A cidade grande afasta as pessoas. O atropelo da vida, os compromissos, o medo são fatores que dificultam a convivência.
Nos edifícios da cidade grande, os vizinhos às vezes nem sabem o nome uns dos outros: conhecem alguns convizinhos, mas não conhecem todos, como seria desejável.

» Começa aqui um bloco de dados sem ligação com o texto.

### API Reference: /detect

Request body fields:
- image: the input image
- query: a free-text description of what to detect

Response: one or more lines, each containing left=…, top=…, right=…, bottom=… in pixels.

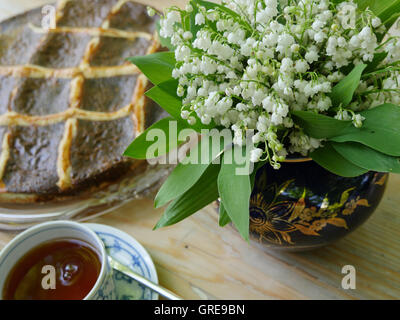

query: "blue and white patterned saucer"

left=85, top=223, right=158, bottom=300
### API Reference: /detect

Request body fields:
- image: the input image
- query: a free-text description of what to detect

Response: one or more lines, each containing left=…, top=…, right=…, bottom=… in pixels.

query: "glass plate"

left=0, top=165, right=171, bottom=231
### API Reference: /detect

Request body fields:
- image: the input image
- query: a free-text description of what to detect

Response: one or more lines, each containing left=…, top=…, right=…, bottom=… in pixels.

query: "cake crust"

left=0, top=0, right=166, bottom=202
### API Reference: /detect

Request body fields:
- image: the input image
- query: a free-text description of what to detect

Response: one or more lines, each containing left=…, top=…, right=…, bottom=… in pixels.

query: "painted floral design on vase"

left=250, top=161, right=388, bottom=251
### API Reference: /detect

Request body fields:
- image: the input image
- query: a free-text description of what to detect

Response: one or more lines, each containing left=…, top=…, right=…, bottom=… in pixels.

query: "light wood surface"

left=0, top=0, right=400, bottom=299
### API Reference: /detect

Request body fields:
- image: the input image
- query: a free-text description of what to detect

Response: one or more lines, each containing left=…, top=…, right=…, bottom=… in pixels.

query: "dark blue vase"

left=250, top=161, right=388, bottom=250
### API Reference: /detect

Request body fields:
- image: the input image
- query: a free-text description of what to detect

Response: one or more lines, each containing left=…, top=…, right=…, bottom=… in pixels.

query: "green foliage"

left=128, top=52, right=176, bottom=85
left=154, top=164, right=220, bottom=229
left=330, top=64, right=367, bottom=107
left=218, top=149, right=251, bottom=240
left=124, top=117, right=188, bottom=160
left=310, top=142, right=368, bottom=177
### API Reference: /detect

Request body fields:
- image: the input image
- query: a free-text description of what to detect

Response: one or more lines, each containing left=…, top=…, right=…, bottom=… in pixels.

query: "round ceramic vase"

left=250, top=161, right=388, bottom=251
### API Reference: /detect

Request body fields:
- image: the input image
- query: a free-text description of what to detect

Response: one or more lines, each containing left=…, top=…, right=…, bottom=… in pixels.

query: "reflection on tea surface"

left=3, top=239, right=101, bottom=300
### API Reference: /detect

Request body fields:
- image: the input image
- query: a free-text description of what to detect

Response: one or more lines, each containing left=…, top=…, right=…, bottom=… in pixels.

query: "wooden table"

left=0, top=0, right=400, bottom=299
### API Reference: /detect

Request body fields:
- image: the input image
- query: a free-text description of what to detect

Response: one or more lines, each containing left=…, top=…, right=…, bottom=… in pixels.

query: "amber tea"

left=3, top=239, right=101, bottom=300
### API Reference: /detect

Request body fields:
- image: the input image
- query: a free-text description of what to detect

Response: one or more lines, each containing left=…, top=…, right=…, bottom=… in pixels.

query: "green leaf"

left=364, top=52, right=388, bottom=76
left=310, top=142, right=368, bottom=177
left=219, top=202, right=232, bottom=227
left=127, top=52, right=176, bottom=85
left=193, top=0, right=252, bottom=30
left=332, top=142, right=400, bottom=173
left=155, top=135, right=225, bottom=208
left=146, top=79, right=182, bottom=119
left=292, top=111, right=353, bottom=139
left=330, top=104, right=400, bottom=156
left=154, top=164, right=220, bottom=229
left=330, top=64, right=367, bottom=107
left=124, top=117, right=188, bottom=160
left=218, top=149, right=251, bottom=241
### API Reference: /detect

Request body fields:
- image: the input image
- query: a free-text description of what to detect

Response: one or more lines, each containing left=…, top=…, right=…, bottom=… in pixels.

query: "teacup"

left=0, top=221, right=116, bottom=300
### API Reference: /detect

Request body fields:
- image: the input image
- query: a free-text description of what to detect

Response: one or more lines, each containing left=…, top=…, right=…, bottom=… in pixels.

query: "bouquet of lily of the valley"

left=125, top=0, right=400, bottom=239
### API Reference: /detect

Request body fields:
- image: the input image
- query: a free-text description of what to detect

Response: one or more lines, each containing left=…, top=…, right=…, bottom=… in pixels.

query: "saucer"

left=85, top=223, right=158, bottom=300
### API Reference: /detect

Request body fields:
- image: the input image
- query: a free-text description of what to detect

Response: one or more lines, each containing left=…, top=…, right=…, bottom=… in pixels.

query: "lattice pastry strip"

left=0, top=0, right=159, bottom=195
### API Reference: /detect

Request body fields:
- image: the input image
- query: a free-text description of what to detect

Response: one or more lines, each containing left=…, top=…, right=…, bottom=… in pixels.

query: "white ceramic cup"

left=0, top=221, right=116, bottom=300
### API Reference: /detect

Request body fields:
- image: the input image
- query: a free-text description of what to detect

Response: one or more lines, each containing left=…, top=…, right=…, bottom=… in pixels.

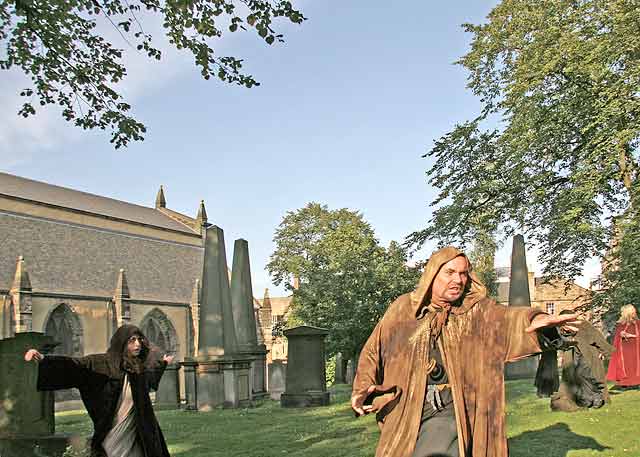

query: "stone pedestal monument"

Fui a recente reunião de condomínio, no edifício onde moro, na Praia da Costa (Vila Velha, ES) com uma idéia na cabeça. Quis logo ver a pauta – condomínio que se preza sempre tem a pauta das reuniões. Fiquei a conjeturar em qual daqueles itens caberia minha intervenção: prestação de contas, rateio de uma despesa extra, melhoria em áreas comuns, em nada disso se encaixava o que eu tinha a dizer. Então vejo, no final da pauta, o item salvador, onde tudo cabe: assuntos gerais. Espero com ansiedade o desenrolar dos trabalhos e quando a digníssima senhora síndica anuncia os “assuntos gerais”, peço a palavra. Proponho então cordialmente ao grupo que precisávamos fortalecer os laços de vizinhança. Em abono de minha tese, começo lendo a crônica “Recado ao Senhor 903”, do inigualável Rubem Braga:
“Vizinho – Quem fala aqui é o vizinho do 1003. Recebi, outro dia, consternado, a visita do zelador, que me mostrou a carta em que o senhor reclamava do barulho em meu apartamento. Quem trabalha o dia inteiro tem direito ao repouso noturno e é impossível repousar no 903 quando há vozes, passos e músicas no 1003. Peço-lhe desculpas, prometo silêncio... mas que me seja permitido sonhar com outra vida e outro mundo, em que um homem batesse à porta de outro e dissesse: ´Vizinho, são 3 horas da manhã e ouvi música em tua casa. Aqui estou.´ E o outro respondesse: ´Entra, vizinho e come do meu pão e bebe do meu vinho!”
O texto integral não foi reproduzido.